Quality assessment and analytical monitoring of chlorogenic acid have received substantial attention in supplement and food industries. Analysis of 23 commercial green coffee bean extract supplements revealed widespread inconsistencies in chlorogenic acid content—ranging from non-detectable to 31.15%—with widespread mislabelling and regulatory non-compliance, particularly regarding declared caffeine levels. Simultaneously, novel sensing technologies have been developed for chlorogenic acid detection, including silver-modified zeolite-based colorimetric approaches enabling quantitation in coffee wastewater and other matrices. These analytical advances reflect growing interest in standardizing and authenticating chlorogenic acid content across food and nutraceutical products.
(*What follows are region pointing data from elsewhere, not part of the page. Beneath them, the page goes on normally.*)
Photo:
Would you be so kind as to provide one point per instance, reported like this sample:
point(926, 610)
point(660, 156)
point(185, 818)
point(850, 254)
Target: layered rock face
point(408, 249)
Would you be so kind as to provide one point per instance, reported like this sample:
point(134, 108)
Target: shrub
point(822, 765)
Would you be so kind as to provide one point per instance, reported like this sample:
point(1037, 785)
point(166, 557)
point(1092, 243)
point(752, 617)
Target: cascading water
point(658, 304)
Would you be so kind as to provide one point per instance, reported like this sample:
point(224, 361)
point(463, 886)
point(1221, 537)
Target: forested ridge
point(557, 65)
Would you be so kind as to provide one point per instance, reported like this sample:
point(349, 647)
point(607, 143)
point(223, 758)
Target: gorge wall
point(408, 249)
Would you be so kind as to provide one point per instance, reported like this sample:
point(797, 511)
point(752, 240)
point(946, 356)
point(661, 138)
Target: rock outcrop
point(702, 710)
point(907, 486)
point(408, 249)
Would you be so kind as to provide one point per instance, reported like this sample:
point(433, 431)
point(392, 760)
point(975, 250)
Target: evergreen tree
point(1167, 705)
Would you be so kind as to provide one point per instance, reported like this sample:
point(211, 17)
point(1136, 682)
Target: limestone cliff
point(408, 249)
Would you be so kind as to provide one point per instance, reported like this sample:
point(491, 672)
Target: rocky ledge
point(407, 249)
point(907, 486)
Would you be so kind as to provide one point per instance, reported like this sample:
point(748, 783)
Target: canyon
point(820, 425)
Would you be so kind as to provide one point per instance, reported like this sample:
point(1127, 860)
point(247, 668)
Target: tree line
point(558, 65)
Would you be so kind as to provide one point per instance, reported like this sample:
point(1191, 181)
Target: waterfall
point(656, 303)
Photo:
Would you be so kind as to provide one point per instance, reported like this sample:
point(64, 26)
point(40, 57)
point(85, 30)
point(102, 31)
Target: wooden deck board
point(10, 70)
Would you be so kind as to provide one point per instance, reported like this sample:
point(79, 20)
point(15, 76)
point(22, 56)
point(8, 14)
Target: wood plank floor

Human consumption data and sensory characterization suggest that chlorogenic acid's physiological effects extend to sensory perception of beverages. Structural analysis of the caffeine-chlorogenic acid complex in coffee revealed that while the two compounds form complexes, this interaction does not directly modulate caffeine's bitter taste; instead, chlorogenic acid's interaction with high molecular weight coffee melanoidins substantially reduces bitter intensity, indicating potential applications in beverage formulation and consumer acceptance.